As part of the research, force heritage lead Corinne Brazier has tracked down the grand-daughter of George Fowles, one of three Peaky Blinders jailed for the killing of a Birmingham Police officer in 1901.

Pc Charles Gunter died after being hit on the head by a brick thrown by Fowler and fellow gang members Joseph Adey and John Davis in Staniforth Street; each were jailed for 15 years for manslaughter after it couldn’t be proved who hurled the fatal missile.

Grand-daughter Elaine Myles, aged 56 and from Shard End, said: “Looking at old newspaper articles, the judge said he wanted all three to swing (be hanged) but couldn’t impose the death penalty as it wasn’t clear who was responsible. Had George Fowles been convicted of murder I would never have been born!

Elaine Myles - grand-daughter of Peaky Blinder George Fowler

“My nan was a strict Catholic and brought up in a convent so is the last person you would have expected to get involved with a criminal. He was well known in the Stechford area, a small man but feared. He was one of five brothers – along with Fred, Alf, Joseph and Harry – who all would have been linked to the Peaky Blinders.

“George’s involvement in crime was totally hidden from us when we were growing up – it was all kept quiet and my nan only ever talked about her ‘beloved George’.

“We found a trunk of archives when clearing her house in 1979 after her death and that’s what led me to look into his past in more detail…and it was shocking to find that relatives of mine just two generations removed were linked to serious crime in Birmingham.”

George spent another spell behind bars for making counterfeit coins, while brother Alf was once shot by a police officer during a disturbance.
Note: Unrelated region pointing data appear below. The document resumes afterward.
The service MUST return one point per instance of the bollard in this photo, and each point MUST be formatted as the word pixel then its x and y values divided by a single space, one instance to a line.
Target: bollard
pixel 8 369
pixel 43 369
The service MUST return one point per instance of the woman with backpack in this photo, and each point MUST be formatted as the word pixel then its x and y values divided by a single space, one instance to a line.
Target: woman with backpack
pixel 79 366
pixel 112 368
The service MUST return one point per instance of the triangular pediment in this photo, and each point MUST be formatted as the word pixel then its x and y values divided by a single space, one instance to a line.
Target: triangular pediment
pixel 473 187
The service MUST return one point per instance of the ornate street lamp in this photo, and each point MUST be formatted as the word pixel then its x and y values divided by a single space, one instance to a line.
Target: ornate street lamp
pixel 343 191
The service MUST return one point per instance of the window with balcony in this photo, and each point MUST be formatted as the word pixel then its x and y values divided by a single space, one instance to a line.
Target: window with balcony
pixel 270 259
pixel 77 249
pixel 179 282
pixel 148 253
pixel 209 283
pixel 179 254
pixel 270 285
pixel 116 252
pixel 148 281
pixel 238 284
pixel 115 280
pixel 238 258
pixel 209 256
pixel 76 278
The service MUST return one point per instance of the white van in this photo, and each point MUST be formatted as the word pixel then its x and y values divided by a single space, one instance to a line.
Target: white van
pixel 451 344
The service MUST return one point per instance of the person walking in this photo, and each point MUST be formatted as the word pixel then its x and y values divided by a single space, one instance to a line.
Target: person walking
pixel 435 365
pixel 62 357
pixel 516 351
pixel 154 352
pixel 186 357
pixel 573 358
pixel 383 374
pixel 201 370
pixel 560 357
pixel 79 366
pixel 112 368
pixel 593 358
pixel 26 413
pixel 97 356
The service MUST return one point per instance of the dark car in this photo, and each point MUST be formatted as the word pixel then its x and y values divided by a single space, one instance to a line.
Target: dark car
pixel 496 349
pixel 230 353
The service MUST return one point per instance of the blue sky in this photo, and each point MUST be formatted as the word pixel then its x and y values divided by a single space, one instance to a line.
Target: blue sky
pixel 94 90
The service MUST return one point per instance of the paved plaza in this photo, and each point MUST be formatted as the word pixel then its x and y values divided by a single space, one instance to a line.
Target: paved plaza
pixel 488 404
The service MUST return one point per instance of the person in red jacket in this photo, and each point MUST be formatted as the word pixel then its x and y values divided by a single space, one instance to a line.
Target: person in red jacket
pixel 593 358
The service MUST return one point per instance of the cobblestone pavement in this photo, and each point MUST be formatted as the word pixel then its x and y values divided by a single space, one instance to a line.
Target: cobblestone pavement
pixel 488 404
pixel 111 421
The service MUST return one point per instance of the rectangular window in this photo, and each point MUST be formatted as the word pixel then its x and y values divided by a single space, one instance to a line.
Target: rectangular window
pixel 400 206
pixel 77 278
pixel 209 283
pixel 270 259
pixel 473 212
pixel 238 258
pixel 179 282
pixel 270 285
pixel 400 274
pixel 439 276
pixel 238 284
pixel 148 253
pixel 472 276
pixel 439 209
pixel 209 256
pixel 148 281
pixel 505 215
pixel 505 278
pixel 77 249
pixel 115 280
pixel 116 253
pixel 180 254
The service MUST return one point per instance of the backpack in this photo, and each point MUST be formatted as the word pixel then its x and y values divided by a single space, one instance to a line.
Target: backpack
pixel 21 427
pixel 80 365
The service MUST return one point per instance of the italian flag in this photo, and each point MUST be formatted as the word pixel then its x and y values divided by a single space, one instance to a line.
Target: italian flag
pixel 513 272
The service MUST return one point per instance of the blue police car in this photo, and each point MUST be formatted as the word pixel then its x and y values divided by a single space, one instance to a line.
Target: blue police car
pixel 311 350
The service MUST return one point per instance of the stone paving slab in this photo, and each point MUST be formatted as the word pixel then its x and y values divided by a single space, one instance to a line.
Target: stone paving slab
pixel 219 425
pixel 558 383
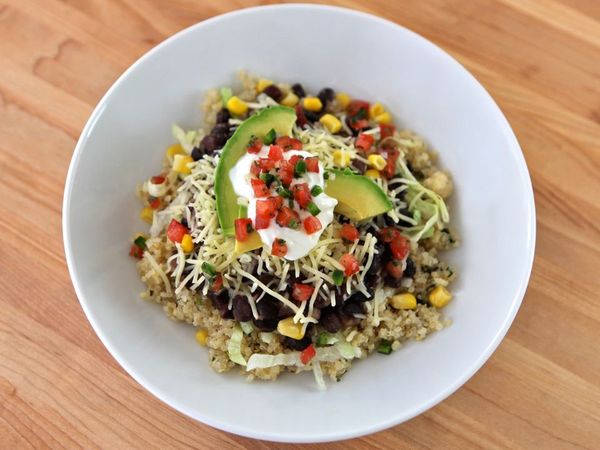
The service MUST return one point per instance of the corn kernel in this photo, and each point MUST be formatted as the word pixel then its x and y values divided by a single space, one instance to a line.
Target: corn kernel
pixel 180 163
pixel 404 301
pixel 377 161
pixel 290 100
pixel 187 245
pixel 331 122
pixel 175 149
pixel 439 297
pixel 237 106
pixel 343 99
pixel 288 328
pixel 384 118
pixel 376 109
pixel 263 84
pixel 341 158
pixel 147 214
pixel 312 104
pixel 372 173
pixel 202 337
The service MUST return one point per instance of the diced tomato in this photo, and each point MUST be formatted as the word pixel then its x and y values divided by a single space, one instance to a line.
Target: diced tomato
pixel 350 264
pixel 394 269
pixel 136 251
pixel 288 143
pixel 400 247
pixel 302 292
pixel 279 248
pixel 243 227
pixel 386 130
pixel 287 217
pixel 300 116
pixel 260 188
pixel 312 225
pixel 349 232
pixel 364 142
pixel 265 208
pixel 312 164
pixel 275 153
pixel 286 173
pixel 254 146
pixel 262 222
pixel 307 354
pixel 302 194
pixel 388 234
pixel 154 203
pixel 176 231
pixel 217 283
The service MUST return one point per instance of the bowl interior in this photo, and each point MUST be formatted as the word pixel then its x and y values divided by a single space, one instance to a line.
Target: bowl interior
pixel 370 58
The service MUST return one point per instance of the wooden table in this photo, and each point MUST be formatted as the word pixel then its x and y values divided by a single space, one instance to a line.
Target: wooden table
pixel 541 62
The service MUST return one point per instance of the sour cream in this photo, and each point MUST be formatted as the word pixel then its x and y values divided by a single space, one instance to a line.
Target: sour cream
pixel 298 242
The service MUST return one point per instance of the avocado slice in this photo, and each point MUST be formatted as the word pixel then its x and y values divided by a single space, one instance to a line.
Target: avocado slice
pixel 359 198
pixel 279 118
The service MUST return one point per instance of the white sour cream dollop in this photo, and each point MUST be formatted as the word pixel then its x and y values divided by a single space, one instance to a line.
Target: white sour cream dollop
pixel 298 242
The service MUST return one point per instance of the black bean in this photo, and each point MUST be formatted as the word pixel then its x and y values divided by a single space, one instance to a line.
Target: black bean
pixel 223 116
pixel 241 309
pixel 298 90
pixel 273 91
pixel 410 269
pixel 297 344
pixel 326 95
pixel 330 320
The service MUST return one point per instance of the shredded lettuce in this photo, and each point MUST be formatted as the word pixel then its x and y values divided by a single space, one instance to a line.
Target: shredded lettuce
pixel 234 347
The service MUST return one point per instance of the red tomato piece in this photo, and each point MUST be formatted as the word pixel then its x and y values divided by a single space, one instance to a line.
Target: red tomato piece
pixel 243 227
pixel 312 164
pixel 176 231
pixel 302 292
pixel 279 248
pixel 350 264
pixel 275 153
pixel 308 354
pixel 312 225
pixel 364 142
pixel 400 247
pixel 259 187
pixel 302 194
pixel 349 232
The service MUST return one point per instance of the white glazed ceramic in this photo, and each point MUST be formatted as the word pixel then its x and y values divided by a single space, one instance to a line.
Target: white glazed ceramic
pixel 427 91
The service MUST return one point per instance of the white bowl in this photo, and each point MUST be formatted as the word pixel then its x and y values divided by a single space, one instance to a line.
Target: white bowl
pixel 427 91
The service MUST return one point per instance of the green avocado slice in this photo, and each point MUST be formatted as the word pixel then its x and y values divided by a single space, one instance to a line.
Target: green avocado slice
pixel 279 118
pixel 359 198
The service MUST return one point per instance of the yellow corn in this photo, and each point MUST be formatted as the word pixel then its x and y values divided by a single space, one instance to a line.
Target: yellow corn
pixel 237 106
pixel 376 109
pixel 147 214
pixel 288 328
pixel 341 158
pixel 202 337
pixel 331 122
pixel 404 301
pixel 372 173
pixel 290 100
pixel 263 84
pixel 377 161
pixel 180 163
pixel 343 99
pixel 175 149
pixel 439 297
pixel 187 245
pixel 384 118
pixel 312 104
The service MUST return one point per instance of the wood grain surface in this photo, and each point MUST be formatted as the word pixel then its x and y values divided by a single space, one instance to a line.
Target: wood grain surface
pixel 59 387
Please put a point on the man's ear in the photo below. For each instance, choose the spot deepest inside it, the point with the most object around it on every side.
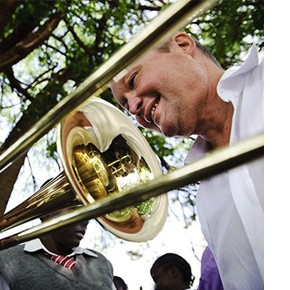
(175, 271)
(185, 42)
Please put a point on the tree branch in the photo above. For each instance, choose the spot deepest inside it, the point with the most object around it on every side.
(33, 40)
(14, 83)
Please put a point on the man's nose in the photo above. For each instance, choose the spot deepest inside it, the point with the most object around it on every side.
(134, 104)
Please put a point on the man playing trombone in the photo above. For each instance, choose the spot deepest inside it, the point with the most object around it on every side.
(181, 90)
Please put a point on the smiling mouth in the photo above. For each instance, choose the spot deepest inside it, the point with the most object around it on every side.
(153, 111)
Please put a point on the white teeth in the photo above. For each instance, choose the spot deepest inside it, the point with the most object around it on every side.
(152, 111)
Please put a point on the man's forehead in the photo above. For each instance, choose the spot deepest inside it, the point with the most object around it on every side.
(138, 63)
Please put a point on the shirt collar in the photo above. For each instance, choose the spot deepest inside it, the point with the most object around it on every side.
(36, 245)
(227, 87)
(230, 82)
The bullet hit him on the backside…he survived.

And Harry Fowler – photographed in the Steelhouse Lane lock-up in 1904 having been arrested for bike theft – resorted to selling postcards of himself dressed as a female nurse in order to make money after being rescued seriously injured from the WW1 battlefield.
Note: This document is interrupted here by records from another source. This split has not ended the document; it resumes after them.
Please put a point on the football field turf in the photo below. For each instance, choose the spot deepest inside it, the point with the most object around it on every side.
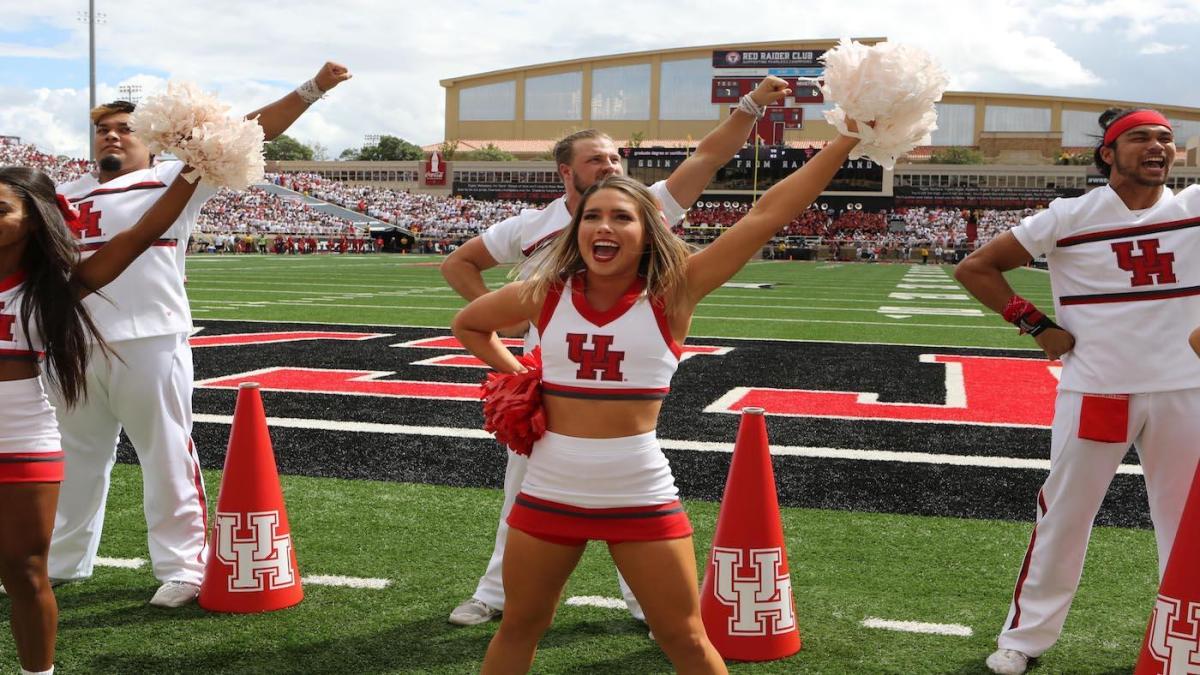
(921, 519)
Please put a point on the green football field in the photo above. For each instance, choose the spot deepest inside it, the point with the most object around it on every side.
(846, 567)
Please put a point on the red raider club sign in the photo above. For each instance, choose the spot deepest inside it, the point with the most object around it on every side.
(259, 562)
(1174, 638)
(762, 599)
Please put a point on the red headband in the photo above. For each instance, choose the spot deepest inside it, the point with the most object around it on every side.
(1137, 118)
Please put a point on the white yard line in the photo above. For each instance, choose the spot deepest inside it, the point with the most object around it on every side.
(347, 581)
(316, 579)
(694, 335)
(671, 444)
(123, 562)
(595, 601)
(918, 627)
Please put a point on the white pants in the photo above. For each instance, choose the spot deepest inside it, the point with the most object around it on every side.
(150, 396)
(1165, 429)
(491, 585)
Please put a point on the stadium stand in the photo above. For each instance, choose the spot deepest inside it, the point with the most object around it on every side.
(261, 220)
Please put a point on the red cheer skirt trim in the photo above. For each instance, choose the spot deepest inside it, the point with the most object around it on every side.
(574, 525)
(31, 467)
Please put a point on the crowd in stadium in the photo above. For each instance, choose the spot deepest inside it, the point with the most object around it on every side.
(430, 216)
(257, 220)
(60, 169)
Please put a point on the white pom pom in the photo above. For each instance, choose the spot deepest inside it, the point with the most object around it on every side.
(895, 85)
(196, 127)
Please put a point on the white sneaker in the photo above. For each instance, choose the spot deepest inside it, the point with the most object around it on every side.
(1008, 662)
(473, 613)
(174, 593)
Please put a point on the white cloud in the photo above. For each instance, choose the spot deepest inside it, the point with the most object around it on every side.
(28, 52)
(251, 53)
(1156, 48)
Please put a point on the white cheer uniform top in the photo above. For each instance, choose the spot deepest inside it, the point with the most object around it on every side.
(516, 238)
(1126, 285)
(13, 342)
(625, 352)
(148, 298)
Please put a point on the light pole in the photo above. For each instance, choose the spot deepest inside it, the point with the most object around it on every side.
(131, 93)
(91, 18)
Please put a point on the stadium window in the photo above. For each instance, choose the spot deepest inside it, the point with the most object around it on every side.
(1080, 129)
(685, 90)
(955, 124)
(1013, 118)
(489, 102)
(622, 93)
(555, 96)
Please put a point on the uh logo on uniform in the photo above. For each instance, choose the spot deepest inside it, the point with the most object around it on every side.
(761, 601)
(262, 561)
(599, 360)
(1177, 650)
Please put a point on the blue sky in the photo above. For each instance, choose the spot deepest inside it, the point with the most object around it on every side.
(251, 53)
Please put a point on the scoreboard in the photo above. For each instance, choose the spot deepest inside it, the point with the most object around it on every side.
(736, 72)
(732, 89)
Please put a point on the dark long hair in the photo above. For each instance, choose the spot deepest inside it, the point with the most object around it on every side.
(1107, 119)
(51, 291)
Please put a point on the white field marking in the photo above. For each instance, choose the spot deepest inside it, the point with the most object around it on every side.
(810, 308)
(955, 386)
(931, 311)
(347, 581)
(123, 562)
(801, 297)
(317, 579)
(918, 627)
(671, 444)
(928, 297)
(595, 601)
(747, 285)
(341, 305)
(695, 335)
(444, 358)
(708, 300)
(726, 401)
(892, 310)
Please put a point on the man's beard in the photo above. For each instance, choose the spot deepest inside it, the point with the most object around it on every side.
(109, 163)
(579, 185)
(1132, 171)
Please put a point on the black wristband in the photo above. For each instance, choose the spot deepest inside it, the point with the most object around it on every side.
(1035, 323)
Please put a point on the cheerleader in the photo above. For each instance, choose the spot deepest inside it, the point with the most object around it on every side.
(42, 320)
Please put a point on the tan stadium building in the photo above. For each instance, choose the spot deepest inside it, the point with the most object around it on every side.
(659, 103)
(667, 96)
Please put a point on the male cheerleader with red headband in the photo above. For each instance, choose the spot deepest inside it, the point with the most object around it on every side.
(1127, 293)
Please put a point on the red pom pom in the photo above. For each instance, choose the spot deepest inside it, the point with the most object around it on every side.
(513, 406)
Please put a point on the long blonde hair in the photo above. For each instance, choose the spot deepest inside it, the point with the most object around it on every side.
(664, 263)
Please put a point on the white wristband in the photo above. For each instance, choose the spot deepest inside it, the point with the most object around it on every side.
(748, 106)
(310, 91)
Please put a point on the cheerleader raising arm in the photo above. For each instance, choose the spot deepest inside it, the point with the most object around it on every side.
(778, 207)
(123, 249)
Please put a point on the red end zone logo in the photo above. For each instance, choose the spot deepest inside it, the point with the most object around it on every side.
(989, 390)
(978, 389)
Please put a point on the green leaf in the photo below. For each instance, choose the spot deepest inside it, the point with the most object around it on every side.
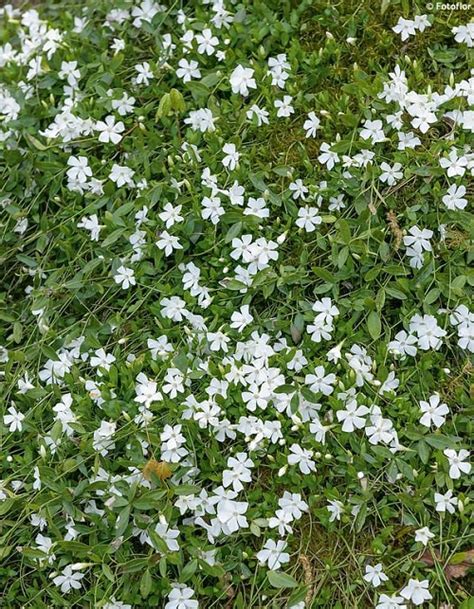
(374, 324)
(278, 579)
(145, 584)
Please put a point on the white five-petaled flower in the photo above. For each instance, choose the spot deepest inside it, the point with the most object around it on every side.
(231, 156)
(125, 276)
(241, 80)
(446, 502)
(68, 579)
(14, 419)
(109, 130)
(457, 462)
(374, 575)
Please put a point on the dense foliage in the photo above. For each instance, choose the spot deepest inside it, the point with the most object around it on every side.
(235, 334)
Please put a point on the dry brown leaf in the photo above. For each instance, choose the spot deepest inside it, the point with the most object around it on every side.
(458, 566)
(161, 469)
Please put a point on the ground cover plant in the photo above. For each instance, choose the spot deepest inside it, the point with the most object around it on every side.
(235, 336)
Photos of the original Peaky Blinders taken after their arrest in Birmingham

Corinne added: “Harry like many of the others went to fight in the First World War; he was buried alive for 12 hours following a mortar bombardment and emerged deaf and dumb.

“I initially found the photo of a baby-faced Harry Fowler when he was booked into custody and Elaine has made us aware of the postcards showing him dressed in Red Cross nurses’ outfits. We believe he was selling to form some kind of meagre existence.
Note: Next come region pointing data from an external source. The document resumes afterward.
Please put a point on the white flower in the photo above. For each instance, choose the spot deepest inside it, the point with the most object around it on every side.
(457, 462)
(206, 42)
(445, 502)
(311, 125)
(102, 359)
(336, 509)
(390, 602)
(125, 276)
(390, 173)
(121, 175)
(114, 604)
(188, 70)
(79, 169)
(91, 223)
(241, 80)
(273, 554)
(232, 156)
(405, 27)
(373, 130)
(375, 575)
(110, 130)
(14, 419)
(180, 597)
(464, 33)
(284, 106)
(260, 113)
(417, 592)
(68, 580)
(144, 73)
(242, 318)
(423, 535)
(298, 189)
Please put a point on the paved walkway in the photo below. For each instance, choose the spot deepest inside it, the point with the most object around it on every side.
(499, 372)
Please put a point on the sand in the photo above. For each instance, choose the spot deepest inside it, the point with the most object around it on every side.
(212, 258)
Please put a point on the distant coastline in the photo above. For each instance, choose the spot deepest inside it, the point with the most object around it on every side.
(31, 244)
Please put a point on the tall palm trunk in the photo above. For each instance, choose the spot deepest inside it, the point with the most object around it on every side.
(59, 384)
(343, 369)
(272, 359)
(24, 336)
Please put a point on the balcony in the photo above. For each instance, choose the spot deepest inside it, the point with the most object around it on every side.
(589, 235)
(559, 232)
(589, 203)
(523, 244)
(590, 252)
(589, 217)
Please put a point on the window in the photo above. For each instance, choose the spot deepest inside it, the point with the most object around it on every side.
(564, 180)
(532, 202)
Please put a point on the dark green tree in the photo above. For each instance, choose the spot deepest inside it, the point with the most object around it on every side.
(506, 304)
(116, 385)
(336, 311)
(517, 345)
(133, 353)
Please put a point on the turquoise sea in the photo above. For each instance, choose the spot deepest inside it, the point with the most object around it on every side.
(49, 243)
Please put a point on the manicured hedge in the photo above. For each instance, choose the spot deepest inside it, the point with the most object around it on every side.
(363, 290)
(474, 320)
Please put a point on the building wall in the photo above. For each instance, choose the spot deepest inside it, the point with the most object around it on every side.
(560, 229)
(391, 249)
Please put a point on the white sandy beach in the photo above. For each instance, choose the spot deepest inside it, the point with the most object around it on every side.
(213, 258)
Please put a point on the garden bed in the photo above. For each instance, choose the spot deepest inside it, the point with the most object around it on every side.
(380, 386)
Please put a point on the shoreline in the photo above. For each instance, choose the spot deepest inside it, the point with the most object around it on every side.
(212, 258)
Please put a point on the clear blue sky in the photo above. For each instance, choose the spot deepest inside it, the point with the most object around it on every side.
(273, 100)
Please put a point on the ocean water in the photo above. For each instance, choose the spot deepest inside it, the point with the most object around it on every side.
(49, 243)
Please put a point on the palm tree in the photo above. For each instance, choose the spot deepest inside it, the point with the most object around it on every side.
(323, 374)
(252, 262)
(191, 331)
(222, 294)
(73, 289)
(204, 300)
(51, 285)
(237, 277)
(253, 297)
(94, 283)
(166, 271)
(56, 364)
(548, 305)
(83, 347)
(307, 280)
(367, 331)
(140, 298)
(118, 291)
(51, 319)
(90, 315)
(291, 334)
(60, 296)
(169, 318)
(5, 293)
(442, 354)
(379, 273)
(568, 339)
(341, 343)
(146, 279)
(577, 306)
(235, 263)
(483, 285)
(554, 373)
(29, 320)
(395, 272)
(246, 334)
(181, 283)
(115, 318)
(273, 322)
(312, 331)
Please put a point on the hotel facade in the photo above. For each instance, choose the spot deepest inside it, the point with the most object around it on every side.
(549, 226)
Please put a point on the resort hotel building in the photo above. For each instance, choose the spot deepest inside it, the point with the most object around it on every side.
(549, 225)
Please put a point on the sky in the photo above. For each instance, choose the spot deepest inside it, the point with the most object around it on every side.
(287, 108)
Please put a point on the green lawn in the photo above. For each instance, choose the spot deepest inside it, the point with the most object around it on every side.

“They are fascinating archives and I hope to show them alongside other exhibit at a Peaky Blinders display at the lock-up next year.

“The Peaky Blinders were a street gang who would think nothing of attacking someone if they so much as looked at them in the wrong way – but they were also very brave men who fought, and in many cases died, for their country.

“Season 5 of the Peaky Blinders has already been commissioned – and I can’t think of a better location than to film some of the scenes than from the very lock-up where many of the members would undoubtedly have spent time upon arrest.”